Tal análise de Lassale é corroborada por estudiosos contemporâneos como Roberto Lyra Filho:

"O discurso competente, em que a ciência se corrompe a fim de servir à dominação, mantém ligação inextrincável com o discurso conveniente, mediante o qual as classes privilegiadas substituem a realidade pela imagem que lhes é mais favorável, e tratam de impô-la aos demais, com todos os recursos de que dispõem (órgãos de comunicação de massas, ensino, instrumentos especiais de controle social de que participam e, é claro, com forma destacada, as próprias leis)." 5

A outra importante análise de Lassale diz que o poder organizado, como por exemplo, o poder do Exército, apesar de menor que o poder do povo (poder desorganizado), tem mais efetividade, pois o poder do povo, apesar de muito mais numeroso, não é fácil de ser articulado e assim, torna-se um poder menos forte.

Mesmo assim, constantemente com o Exército a vencer, não há vitaliciedade nas relações de poder.

"Essas questões explicam como um poder menos forte, mas organizado, pode manter-se durante muitos anos, sufocando o poder muito mais forte, mas desorganizado, do povo, até que um dia a população cansada de ver os assuntos nacionais tão mal administrados e de saber que tudo é praticado contra a sua vontade e contra os interesses gerais da Nação, levanta o seu ódio contra o poder organizado, opondo-lhe a sua formidável supremacia, embora desorganizada." 6

Roberto Lyra também cita que a dominação-subordinação entre as formas de poder não são perpétuas.

“Tal dominação, evidentemente, não será eterna, pois as contradições da estrutura acabam rompendo a pirâmide do poder e, conscientizados nisso, os que carregam o peso da opressão, abrem espaço à contestação da ideologia oficial" 7

  1. Breve história constitucionalista e a sabedoria constitucional

Canotilho, importante estudioso sobre a Constituição, afirma que:

"As constituições escritas são uma criação da época moderna. É evidente, porém, que todas as sociedades politicamente organizadas, qualquer que sejam as suas estruturas sociais, possuem certas formas de ordenação susceptíveis de serem designadas por Constituição." 8

Lassale defende justamente isso, a ideia de que "Não é possível imaginar uma Nação onde não existem os fatores reais do poder"9, ou seja, onde não tenha existido um conjunto de normas, uma Constituição. Para exemplificar, ele cita a subordinação do povo aos nobres na França Medieval mesmo sem a existência de qualquer documento escrito.
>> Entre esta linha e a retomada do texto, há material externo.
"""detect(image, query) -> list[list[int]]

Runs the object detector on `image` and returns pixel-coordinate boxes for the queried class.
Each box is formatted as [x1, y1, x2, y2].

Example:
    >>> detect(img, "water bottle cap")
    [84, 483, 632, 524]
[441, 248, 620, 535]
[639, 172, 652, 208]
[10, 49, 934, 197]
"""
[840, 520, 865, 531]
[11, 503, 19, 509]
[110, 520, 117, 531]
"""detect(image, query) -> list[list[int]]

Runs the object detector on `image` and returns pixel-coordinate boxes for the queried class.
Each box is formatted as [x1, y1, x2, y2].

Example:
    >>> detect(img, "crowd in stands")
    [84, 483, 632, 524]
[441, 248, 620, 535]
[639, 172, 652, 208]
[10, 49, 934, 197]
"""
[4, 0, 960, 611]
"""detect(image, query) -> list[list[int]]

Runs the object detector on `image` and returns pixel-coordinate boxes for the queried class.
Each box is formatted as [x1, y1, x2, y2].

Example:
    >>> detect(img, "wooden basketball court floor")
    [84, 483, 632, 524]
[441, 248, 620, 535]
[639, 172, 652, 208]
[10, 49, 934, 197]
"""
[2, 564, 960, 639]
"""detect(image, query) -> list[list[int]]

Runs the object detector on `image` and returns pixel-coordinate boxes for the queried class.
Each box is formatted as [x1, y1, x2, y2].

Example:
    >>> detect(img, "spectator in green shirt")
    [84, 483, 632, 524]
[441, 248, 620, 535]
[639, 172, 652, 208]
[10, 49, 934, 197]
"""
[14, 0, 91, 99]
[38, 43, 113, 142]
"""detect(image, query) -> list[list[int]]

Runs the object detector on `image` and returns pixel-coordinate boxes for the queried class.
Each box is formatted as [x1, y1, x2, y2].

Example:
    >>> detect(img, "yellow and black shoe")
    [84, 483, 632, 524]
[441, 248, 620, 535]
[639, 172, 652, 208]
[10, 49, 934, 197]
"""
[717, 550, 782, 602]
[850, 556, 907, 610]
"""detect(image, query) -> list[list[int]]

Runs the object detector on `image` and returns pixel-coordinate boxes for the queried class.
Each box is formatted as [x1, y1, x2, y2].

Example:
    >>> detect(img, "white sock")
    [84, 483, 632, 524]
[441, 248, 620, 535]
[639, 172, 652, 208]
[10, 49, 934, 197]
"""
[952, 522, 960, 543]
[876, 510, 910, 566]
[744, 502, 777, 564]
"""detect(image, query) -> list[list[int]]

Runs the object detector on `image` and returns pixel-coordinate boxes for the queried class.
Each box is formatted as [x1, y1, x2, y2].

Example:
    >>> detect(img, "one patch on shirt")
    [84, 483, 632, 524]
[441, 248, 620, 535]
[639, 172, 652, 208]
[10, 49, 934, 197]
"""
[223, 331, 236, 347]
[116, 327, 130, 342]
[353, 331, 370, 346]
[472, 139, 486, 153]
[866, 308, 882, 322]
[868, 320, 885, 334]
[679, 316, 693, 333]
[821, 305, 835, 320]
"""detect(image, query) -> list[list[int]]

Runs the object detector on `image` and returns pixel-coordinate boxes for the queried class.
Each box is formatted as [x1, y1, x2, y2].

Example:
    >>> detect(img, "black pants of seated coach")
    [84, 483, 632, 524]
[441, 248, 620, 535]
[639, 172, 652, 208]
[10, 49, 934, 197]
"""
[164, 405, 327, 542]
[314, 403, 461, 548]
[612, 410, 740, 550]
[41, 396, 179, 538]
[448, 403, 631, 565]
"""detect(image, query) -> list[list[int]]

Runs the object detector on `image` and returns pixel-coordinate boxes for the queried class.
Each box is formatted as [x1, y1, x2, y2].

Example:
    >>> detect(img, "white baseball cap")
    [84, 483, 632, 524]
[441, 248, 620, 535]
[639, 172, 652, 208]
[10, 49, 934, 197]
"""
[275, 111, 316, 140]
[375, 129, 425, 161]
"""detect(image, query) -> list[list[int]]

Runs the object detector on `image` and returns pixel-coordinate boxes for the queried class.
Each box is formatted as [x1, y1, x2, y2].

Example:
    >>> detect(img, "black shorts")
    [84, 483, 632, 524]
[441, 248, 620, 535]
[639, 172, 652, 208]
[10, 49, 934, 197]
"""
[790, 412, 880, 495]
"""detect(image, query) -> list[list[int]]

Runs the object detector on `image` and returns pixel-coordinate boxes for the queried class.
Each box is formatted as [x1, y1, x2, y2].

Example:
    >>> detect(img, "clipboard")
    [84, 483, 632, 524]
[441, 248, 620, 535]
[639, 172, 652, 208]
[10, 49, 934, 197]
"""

Os dois autores entram em compasso mais uma vez quando ratificam que se pode atribuir aos tempos modernos, não a origem da Constituição real e efetiva, mas sim, a origem da Constituição escrita.

E essa Constituição escrita surgiu devido, justamente, a transformações nos elementos reais do poder. Por exemplo, a Constituição feudal na qual os nobres tinham destaque e o príncipe tinha seu poder limitado por essa nobreza dará lugar a uma nova Constituição, da época do Absolutismo. Por quê? Porque transformações ocorreram: a população aumentou, a burguesia nasceu, o príncipe, estrategicamente, se distanciou dos nobres, tudo isso, são mutações que fazem com que a nova forma de poder vigente elabore por escrito uma nova Lei Magna no intuito de buscar a legitimidade.

E assim, finalmente, a Lei das Leis só poderá ser considerada apropriada a determinada nação se estiver condizente, em sua essência, com os fatores de poder que conduzem o território. Quando a Lei Magna escrita não corresponder a Lei Magna real é porque o círculo da legalidade não coincide com o da legitimidade, assim, a questão será só de tempo para que os conflitos ocorram e a folha de papel desmorone perante a Constituição real e efetiva.

  1. O poder invencível da Nação

Aqui, mais uma vez Lassale tece as disparidades entre um poder organizado e um poder desorganizado, descrevendo novamente a superioridade do Exército frente ao povo e de diferenças que já mencionei nos tópicos anteriores. Todavia, dessa vez o autor abre uma lacuna para essa que parecia ser uma constante, povo sendo derrotado pelo Exército. Ele diz que existem casos isolados, situações históricas de grande emoção, em que o sentimento nacional é fomentado, e, com esforços extremos, consegue vencer o pequeno poder organizado do Exército.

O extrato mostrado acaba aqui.